Toward an analysis of datawarehouse and business intelligence challenges - part 1

(This post is a bit of a blast from the past. It was original published in 2010 and was lost during a migration in 2011.)

Since I work in and around datawarehousing and business intelligence, I've developed notes and thoughts over the years on the key challenges in these areas. New technologies and architectural approaches are drastically changing the landscape of the field and can help to address some of these challenges, but enterprise software vendors and customers are often not aware of new approaches or their applicability to the classic problems of the field, which continue to persist.

I'm starting to compile this list publicly, in what I hope will be a more-or-less living document, because I will start using it to evaluate the applicability of newly maturing technologies (in-memory, non-relational or NO-SQL databases, etc.) and architectures (map-reduce, streaming datawarehousing, etc.) to these old problems. This list is a survey, not an in-depth analysis of the problems. I may provide more in-depth analyses if it seems relevant, but I will more likely look for and point to references where they are available.
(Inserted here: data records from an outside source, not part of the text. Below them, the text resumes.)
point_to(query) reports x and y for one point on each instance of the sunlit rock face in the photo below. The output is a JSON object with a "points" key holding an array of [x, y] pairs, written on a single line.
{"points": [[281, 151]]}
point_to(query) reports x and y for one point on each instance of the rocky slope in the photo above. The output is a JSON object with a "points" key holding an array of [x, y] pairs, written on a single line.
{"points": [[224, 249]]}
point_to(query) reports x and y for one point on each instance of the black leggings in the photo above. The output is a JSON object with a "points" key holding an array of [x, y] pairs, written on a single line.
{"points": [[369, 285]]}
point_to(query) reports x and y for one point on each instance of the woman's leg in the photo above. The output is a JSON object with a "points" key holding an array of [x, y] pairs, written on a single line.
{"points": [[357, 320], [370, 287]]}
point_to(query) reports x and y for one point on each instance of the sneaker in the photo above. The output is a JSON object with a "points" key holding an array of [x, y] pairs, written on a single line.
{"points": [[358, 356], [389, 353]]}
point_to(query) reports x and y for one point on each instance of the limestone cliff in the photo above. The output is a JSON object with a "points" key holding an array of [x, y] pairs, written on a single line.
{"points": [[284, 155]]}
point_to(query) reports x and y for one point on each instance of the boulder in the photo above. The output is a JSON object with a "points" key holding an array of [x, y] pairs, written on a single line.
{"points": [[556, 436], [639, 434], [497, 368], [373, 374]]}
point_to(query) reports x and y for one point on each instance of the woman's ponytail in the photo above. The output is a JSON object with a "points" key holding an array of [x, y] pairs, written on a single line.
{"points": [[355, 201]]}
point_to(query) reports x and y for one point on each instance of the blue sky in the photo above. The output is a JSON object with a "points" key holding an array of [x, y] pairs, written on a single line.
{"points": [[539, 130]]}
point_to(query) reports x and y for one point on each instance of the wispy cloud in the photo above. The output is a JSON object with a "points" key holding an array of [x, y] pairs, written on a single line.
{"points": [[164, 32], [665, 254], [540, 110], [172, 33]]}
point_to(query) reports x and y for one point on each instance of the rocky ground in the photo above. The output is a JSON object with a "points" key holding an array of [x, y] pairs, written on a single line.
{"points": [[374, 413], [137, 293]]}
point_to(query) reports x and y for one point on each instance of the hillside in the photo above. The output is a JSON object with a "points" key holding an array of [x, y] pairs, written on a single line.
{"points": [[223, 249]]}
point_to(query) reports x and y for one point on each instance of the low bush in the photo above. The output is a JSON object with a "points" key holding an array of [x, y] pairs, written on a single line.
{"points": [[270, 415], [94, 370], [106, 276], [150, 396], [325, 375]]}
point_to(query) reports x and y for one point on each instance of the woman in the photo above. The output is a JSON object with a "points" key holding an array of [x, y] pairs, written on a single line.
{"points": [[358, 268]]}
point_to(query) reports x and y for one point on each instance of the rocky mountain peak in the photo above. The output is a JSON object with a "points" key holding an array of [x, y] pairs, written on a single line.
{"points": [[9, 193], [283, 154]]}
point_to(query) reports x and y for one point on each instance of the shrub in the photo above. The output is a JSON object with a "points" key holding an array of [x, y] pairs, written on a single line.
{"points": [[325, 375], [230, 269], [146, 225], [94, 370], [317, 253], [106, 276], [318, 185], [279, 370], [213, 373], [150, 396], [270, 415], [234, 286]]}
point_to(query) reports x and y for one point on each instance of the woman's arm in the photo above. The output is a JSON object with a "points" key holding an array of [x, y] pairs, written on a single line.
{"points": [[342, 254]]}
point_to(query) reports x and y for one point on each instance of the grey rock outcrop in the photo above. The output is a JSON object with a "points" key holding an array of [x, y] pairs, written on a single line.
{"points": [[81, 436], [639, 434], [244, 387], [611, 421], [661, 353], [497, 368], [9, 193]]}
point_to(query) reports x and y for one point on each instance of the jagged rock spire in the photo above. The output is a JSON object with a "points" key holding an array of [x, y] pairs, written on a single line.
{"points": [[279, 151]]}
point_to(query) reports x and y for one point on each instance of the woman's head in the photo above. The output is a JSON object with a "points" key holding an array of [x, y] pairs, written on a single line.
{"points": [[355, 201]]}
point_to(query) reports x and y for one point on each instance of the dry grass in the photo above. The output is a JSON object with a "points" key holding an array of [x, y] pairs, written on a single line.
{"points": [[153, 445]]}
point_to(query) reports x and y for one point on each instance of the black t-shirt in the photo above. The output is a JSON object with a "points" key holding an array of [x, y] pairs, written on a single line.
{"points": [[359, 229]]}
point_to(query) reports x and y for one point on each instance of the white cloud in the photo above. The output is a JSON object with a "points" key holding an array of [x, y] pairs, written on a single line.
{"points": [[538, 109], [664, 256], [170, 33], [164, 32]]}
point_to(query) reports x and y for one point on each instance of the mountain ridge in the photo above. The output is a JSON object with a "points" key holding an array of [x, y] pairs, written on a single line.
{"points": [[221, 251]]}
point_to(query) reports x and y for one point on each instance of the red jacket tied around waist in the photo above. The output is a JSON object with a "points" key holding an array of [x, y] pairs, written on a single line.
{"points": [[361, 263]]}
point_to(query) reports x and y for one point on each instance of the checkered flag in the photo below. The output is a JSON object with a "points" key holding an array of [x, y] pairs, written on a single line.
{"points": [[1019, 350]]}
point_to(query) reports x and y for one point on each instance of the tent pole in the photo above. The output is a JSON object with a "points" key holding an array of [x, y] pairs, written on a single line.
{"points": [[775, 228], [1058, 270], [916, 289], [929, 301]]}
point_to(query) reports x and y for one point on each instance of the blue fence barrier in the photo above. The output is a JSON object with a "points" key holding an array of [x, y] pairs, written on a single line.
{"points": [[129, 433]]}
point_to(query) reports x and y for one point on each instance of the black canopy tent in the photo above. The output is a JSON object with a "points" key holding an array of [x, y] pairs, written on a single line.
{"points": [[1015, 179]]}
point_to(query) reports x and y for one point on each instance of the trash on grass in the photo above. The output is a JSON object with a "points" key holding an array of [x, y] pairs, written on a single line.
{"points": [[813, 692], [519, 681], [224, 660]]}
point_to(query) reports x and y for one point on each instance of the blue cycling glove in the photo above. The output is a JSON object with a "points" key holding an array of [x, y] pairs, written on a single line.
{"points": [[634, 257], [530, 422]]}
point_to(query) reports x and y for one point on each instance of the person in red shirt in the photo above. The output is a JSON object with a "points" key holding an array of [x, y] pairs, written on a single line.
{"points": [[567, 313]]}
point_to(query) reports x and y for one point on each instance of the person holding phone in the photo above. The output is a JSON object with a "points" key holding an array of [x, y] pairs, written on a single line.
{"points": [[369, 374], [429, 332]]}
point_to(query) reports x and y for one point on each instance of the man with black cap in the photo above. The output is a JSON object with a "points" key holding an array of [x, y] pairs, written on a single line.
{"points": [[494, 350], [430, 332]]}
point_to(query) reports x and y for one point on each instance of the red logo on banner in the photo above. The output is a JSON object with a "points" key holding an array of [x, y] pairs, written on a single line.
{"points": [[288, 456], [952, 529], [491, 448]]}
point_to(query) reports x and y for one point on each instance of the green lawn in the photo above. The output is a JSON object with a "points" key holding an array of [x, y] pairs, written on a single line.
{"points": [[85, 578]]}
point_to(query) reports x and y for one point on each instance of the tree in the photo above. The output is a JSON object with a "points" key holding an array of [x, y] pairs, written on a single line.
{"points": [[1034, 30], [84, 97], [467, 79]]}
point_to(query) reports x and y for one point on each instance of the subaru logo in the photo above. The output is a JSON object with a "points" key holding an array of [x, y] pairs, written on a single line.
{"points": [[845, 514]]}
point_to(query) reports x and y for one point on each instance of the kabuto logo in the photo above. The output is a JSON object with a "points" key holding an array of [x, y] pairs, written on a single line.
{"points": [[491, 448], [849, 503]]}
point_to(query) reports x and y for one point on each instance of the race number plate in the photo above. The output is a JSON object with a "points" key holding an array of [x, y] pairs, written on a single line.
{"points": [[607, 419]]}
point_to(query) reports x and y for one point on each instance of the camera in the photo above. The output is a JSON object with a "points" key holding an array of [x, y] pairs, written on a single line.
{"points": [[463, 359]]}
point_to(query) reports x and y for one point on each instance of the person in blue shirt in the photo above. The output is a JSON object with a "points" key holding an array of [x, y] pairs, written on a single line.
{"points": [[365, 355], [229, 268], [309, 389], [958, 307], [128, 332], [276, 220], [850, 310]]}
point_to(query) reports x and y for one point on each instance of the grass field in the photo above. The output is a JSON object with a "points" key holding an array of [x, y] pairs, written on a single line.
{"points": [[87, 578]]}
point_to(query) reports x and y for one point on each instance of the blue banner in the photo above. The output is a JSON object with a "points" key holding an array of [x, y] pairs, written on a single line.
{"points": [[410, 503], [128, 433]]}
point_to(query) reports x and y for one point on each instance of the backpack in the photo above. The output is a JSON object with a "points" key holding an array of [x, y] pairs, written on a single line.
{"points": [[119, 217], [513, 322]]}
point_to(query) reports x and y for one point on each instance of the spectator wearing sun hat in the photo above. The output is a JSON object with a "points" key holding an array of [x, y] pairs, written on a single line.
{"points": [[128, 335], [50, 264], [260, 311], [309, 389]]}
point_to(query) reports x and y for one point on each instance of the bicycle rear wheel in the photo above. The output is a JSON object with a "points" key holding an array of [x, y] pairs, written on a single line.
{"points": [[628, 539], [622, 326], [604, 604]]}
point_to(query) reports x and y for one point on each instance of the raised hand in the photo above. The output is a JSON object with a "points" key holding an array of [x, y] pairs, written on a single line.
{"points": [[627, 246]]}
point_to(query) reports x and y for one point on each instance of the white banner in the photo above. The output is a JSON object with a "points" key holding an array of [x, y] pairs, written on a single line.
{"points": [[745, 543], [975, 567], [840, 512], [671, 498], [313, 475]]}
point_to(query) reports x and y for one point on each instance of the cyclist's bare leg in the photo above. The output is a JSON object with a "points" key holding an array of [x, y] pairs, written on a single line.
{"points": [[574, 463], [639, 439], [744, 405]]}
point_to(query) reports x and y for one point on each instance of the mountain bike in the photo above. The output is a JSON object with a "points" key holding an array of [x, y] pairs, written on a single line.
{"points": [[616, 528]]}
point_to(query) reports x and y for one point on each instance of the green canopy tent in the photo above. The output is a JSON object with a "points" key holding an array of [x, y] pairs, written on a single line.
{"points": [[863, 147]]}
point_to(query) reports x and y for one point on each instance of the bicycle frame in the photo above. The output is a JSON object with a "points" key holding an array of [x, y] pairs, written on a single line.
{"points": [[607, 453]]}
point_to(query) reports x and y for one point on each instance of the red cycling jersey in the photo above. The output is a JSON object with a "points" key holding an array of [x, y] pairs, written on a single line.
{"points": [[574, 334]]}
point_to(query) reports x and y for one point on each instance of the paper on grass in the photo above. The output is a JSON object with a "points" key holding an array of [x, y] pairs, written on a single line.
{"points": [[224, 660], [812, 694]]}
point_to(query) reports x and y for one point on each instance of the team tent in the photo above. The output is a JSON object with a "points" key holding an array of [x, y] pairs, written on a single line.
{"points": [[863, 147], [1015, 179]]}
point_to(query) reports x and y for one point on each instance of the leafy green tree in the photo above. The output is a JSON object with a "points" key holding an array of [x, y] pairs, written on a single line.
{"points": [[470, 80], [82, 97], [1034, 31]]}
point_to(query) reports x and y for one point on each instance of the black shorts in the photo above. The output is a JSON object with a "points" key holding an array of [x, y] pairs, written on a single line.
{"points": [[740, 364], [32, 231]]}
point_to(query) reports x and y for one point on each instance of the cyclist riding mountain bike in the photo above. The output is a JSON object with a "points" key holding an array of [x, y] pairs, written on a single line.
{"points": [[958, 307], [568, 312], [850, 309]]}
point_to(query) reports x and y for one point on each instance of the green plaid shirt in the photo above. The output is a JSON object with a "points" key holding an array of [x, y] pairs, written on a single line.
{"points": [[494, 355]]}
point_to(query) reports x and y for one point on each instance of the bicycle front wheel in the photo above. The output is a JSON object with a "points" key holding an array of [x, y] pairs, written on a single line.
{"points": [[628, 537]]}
This is about half of my initial list and is in no particular order. I'll post the second half of the list shortly.

Data volume

This is a classic datawarehousing problem, often addressed through data modeling, aggregation, or compression. Even though it is one of the oldest problems of the field, it is by no means solved, or even optimally addressed. Enterprises continue to struggle with the cost and technical feasibility of scaling up their datawarehouses, often due to limitations of the underlying database technology.

Data quality

We may seem to be able to procure and store all of the data necessary, but that is no guarantee that the data is correct. This challenge has more to do with data being wrong than with data being misunderstood or semantically misaligned, though this is a related problem. Data quality issues can arise for many reasons including incorrect data at the point of entry, incomplete data, duplicate data, or data that becomes incorrect because of an invalid transformation.

Data consistency

Even when data is correctly stored in a datawarehouse, it may become temporarily inconsistent under certain operations. For example, when deleting or loading data, there may be a period of time when queries can access part of the data being loaded or deleted, but not all of it. This can be thought of as an inconsistent state, and while most datawarehousing tools ensure consistency in some manner, this is an area that may sometimes be traded for better handling of another challenging area. The classic tradeoff is between consistency, loading performance, and query performance.

Semantic integration

An oft-overlooked, but extremely important concept, semantic integration challenges comes in two flavors: Homonyms, meaning data that has the same name but different meanings (your "Revenue" may not be the same as my "Revenue"). Synonyms, meaning data that has the same meaning but different names.

Historical data

Dealing with historical data is a challenge that could be subsumed under other challenges. Usually the problems here are mostly issues of handling volume, master data management (changing dimensions), and semantic integration. However, historical data brings some unique angles to these challenges, including possible relaxation of requirements around performance and detail, as well as new legal, audit, and governance requirements around retaining or discarding specific data-sets.

Unstructured data

Datawarehouses have always focused on structured data, primarily because of a complete lack of tools for handling unstructured data rather than because of a philosophical view that unstructured data does not belong in a datawarehouse. This is not to say that the philosophical view does not exist, but rather that the philosophical view derives from an inability to execute rather than any underlying principle, and so should be ignored in light of new tools.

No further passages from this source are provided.